Not Leaving Donations to Chance
While some might assume that any organization that has as compelling a mission as pairing children in need with education would have donations pouring in the door without much outreach and effort, this is not how Donors Choose has achieved such amazing results.
It’s not a “if you build it, they will come" scenario. Instead much of the organization’s success is achieved via putting insight into action or, in other words, putting the right giving opportunities in front of the right donors at that right time.
To do this you need to crunch data, lots of data, and Donors Choose has plenty (hundreds of terabytes) at its disposal. There’s information from donors, projects, project giving, public resources and so on. While a team of data scientists could certainly generate all kinds of interesting insights from that information, Donors Choose only employs one, Vlad Dubovskiy.

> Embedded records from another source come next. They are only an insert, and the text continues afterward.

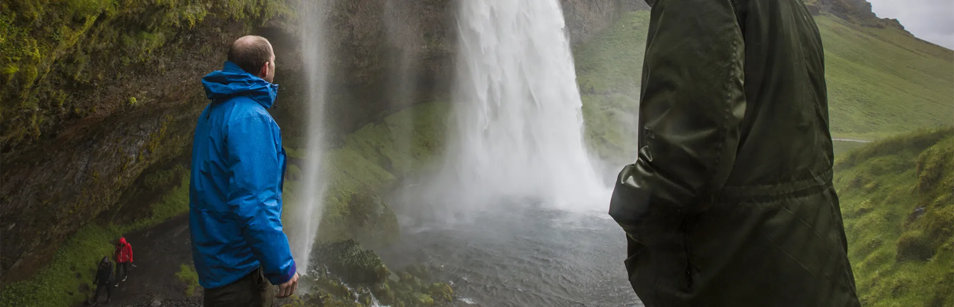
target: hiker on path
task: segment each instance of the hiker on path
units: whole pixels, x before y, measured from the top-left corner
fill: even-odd
[[[274,77],[272,45],[243,36],[222,70],[202,78],[212,102],[193,140],[189,230],[207,307],[271,306],[298,287],[281,231],[285,153],[267,111],[279,91]]]
[[[133,245],[126,242],[125,237],[120,237],[119,243],[116,244],[115,251],[113,254],[116,258],[115,287],[118,287],[119,281],[126,281],[126,277],[129,276],[129,268],[133,265]]]
[[[104,256],[103,260],[99,261],[99,267],[96,270],[96,278],[93,279],[93,284],[96,285],[96,290],[93,293],[93,300],[88,300],[87,303],[95,305],[99,301],[99,293],[101,291],[106,291],[106,303],[110,303],[110,300],[113,298],[113,289],[110,288],[110,278],[112,277],[113,263],[110,262],[109,256]]]
[[[859,306],[801,0],[648,0],[636,161],[610,215],[646,307]]]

That was a problem until (after many false starts) he found a solution; namely Looker, a data discovery tool which uses a proprietary language called LookML.
With the tool, 90 percent of Donors Choose’s users can run queries (called “looks”) that deliver the data right in the browser. “It connects live, and runs in database, so there’s no latency,” said Dubovskiy.
With a tool like that, why do you need a data scientist?
“Aren’t you worried about your job?” we asked Dubovskiy. But we didn’t arouse any concern. “You need a data scientist to predict what will happen in the future,” he explained. And with a solution like Looker, he can focus on those kinds of questions instead of delivering on query after query.
Insights Donors Choose has Uncovered Using Looker
Donors Choose and Looker today introduced the Giving Index, which reveals 2013 trends in educational needs and charitable giving across the country. The index was created through Looker’s powerful analysis of DonorsChoose.org data, which in 2013 alone includes nearly 340,000 donors, $60.2 million in donations and over 130,000 school projects.
Dubovskiy noted that key findings include the prevalence of location-based giving, greater contributions to benefit younger students, and increasing emphasis on Science, Technology, Engineering and Math (STEM) projects in higher grade levels.
While we could go on and tell you more, Donors Choose and Looker have provided us with an Infographic to share with you. Suffice it to say, the picture tells the story.
Hacker Alert: Donors Choose Opens Its Data Through Looker
Effective today, DonorsChoose.org is opening up public access to 100 percent of their anonymized data through Looker. As part of its Hacking Education initiative, Dubovskiy says that approved researchers, journalists and citizens will be able to instantly access, explore, visualize and share insights on more than 20 million records of DonorsChoose.org marketplace data, which will be combined with data on public education.
This is a prime opportunity for interested, qualified parties (being tech-savvy is not one of the requirements), to get a look at Looker and to glean education insights about the current state of giving and need in U.S. schools and to help.
Aspiring BI Pros, Here’s a Win/Win
For anyone who’s eager to get into data science or big data analytics, this may present a prime opportunity to challenge yourself; after all, the tools and the data are all there. And, provided that Donors Choose lets you in through its gates, we challenge you to discover an insight that will help kids learn better.